UTMB Hosts Training in One Health and Outbreak Investigation

Jul 12, 2018, 11:13 AM by Connie Holubar

A&M Field Day

A new four-week course recently wrapped up at UTMB, and according to the organizing faculty, the students felt it achieved its objective of teaching them about investigating, managing and controlling an outbreak of a zoonotic agent of unknown origin.

Dennis Bente, PhD, DVM, an Associate Professor in the UTMB Graduate School of Biomedical Sciences, teamed with Matt Dacso, MD, an internal medicine faculty member in the UTMB School of Medicine, to champion the ambitious four-week course, which involved collaborations with Texas A&M University and the University of Texas Rio Grande Valley (UTRGV).

The past several decades have seen profound shifts in the global burden of disease. On the backdrop of global socio-economic development, there has been a profound transition in the epidemiology and distribution of both chronic/non-communicable and infectious diseases.  Increased population mobility, globalization, and industrialization have also spurred changes in the planet’s climate, which is causing extreme transformations within human and animal ecosystems and thus potentiating the emergence of novel pathogens.  As our recent experience with the Ebola, Zika, and Chikungunya epidemics demonstrated, the United States remains vulnerable to emerging and re-emerging infectious threats.  Addressing this state of affairs requires a workforce that is prepared to engage in transdisciplinary, interprofessional collaboration.

What is One Health and Why Take this Course?

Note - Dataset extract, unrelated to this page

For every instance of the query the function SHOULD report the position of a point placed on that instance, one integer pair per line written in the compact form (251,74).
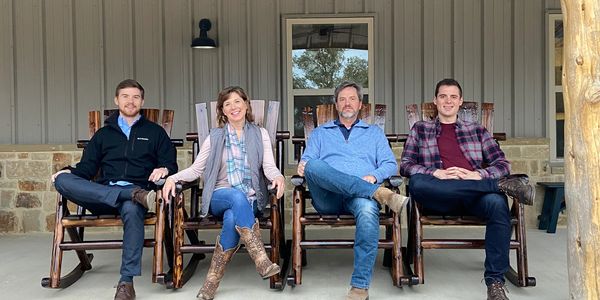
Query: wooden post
(581,81)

OneHealth is defined as “the collaborative effort of multiple disciplines – working locally, nationally, and globally – to attain optimal health for people, animals, and our environment”  Implementing this approach requires breaking down professional silos and engaging medical and veterinary professionals, laboratory scientists, the public health community, policymakers, and experts from the biomedical, social, and environmental sciences.

The course was designed for veterinary students, medical students and graduate students, providing them all with the chance to study under the One Health concept and manage a fictitious infectious disease outbreak.

The course, called “Field Experience in One Health and Outbreak Investigation” provided students and faculty from Texas A&M, UTRGV and UTMB with the opportunity to work together on a project that spanned the state from Central Texas to South Texas to the Gulf Coast investigating and managing a plausible infectious disease outbreak simulation. 

The students began by observing an animal necropsy in College Station from the animal identified as the outbreak’s “Patient Zero.”  Students also participated in field collection work and animal examinations, including removing ticks from raccoons.  Personality tests and team building skills were also a part of the early days of the course.

Mosquito collections, more field work and vector identification skills were honed in the Valley, where environmental factors create the perfect locale for learning about mosquito borne viruses, and once the students arrived at UTMB, the focus turned to biosafety training, epidemiological analyses, contact tracing, emergency response training, inter-professional collaborations, political economy and infection control strategies.

Students worked with health care providers, veterinarians, public health officials and emergency responders, and they also gained experience dealing with the public and concerned “members of the press.”

According to Dr. Bente, the students worked extremely hard for four weeks, and many were excited by the possibilities the course opened up to them for focusing their careers.

“It’s one thing to be a graduate student or a medical student or a vet student, but when you show students where their specialty fits in the entire spectrum of public health, it becomes very exciting for them,” Bente said.

The course will likely be offered again in the summer 2019 session.  Funding for the course was provided by Texas A&M University, the Texas Network on National Security, and the UTMB Collaborating Center for Global Health.